Thereafter, Anglo-Saxons were apparently recruited from the continent by the Romano-British civitas as reinforcements in order that they might defend themselves more effectively against the constant attacks. While some researchers assess that some of them had already reached the shores of Britain by 380 as mercenaries, the majority of historians believe this first took place in 440. However, these mercenaries soon rose up against their masters, allegedly because they were not adequately supplied by them, their leaders now established their own independent kingdoms which expanded rapidly to the west and north. Many regions of Britain continued to be governed by the Roman model even after the Romans left, but this practice soon ceased with the continuous encroachment of Anglo-Saxon renegades. With the collapse of the old administrative districts into independent small kingdoms, the jointly maintained provincial army also lost its Roman character.[5]

1st Century[edit]

North[edit]

Four years after the Roman invasion, the conquered territory extended roughly as far as a line from Exeter (Isca Dumnoniorum) to Lincoln (Lindum Colonia), an important intra-Britannic transport hub. Around 55 AD the main camp of the Legio II Augusta was established in Isca Dumnoniorum; this was abandoned about 75 AD and the place was elevated into the civitas of the Dumnonii. The city of Lincoln was initially the headquarters of the Legio IX Hispana and, at the end of the reign of Domitian, was elevated to a Colonia, it lay on the river Witham, another important communication route. Near the town there was probably a bridge across the river. "Ermine Street" linked London (Londinium) with the legion camp of York (Eburacum). In addition, one of Roman Britain's main roads, the "Fosse Way", which ran from the west from the Welsh legion base of Exeter, terminated in Lincoln. Furthermore, a road led from Lincoln eastwards to the shores of the English Channel.[6]

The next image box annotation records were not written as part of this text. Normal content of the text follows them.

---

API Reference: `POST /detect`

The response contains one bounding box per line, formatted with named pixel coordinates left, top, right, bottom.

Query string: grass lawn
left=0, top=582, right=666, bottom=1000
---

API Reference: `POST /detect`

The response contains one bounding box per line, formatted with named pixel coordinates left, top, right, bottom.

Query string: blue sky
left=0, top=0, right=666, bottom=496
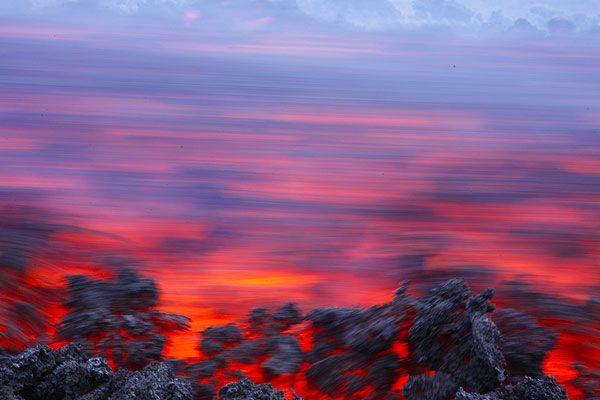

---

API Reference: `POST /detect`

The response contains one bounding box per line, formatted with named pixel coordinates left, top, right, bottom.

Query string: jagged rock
left=494, top=309, right=558, bottom=378
left=58, top=268, right=190, bottom=369
left=409, top=279, right=506, bottom=393
left=219, top=378, right=301, bottom=400
left=456, top=376, right=568, bottom=400
left=0, top=343, right=192, bottom=400
left=402, top=372, right=458, bottom=400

The first Roman frontier in the north and west of the island was marked by watchtowers and military camps, or castra, along the Fosse Way; this has led many historians to suggest that it served as the permanent border in the early years of Roman occupation. However, it is more likely that the boundary between Roman and Celtic Britain fluctuated markedly during this period. In Eburacum in 71 AD, a wood and earth military camp was built by the Legio IX Hispana to secure the northern region. Following the defeat of the Welsh tribes, Agricola's army advanced against particularly warlike Pictish tribes in the inhabited areas in the north. In 79, his soldiers reached the Tanaus (or Taus; its location is unknown today, but it could have been the Firth of Tay) and established several camps. In 80 AD, Agricola secured his conquests further, and built a row of defensive camps across a narrow neck in the north of Britain where the inlets of the sea cut deeply into the island between what Tacitus had called Clota (the Firth of Clyde) and Bodotria (the Firth of Forth). In 82, he moved with his troops and a unit of the fleet along the east coast of Scotland, into the regions north of the Firth of Forth. To support this incursion he built bases such as Pinnata Castra, a legion camp near Inchtuthil. Subsequently, he tried to secure the north permanently with further fortifications on the so-called Gask Ridge. However, the expenditure on military equipment and logistics and the losses in this endless fighting greatly outweighed the benefits gained. After his recall, Caledonia, with its harsh climate and sparse resources, was once again left to itself and the Romans restricted themselves to securing the most fertile and economically attractive regions of the island. Moreover, the troops tied up in Britannia were increasingly needed on the continent to defend the Rhine and Lower Danube from Germanic and Dacian attacks.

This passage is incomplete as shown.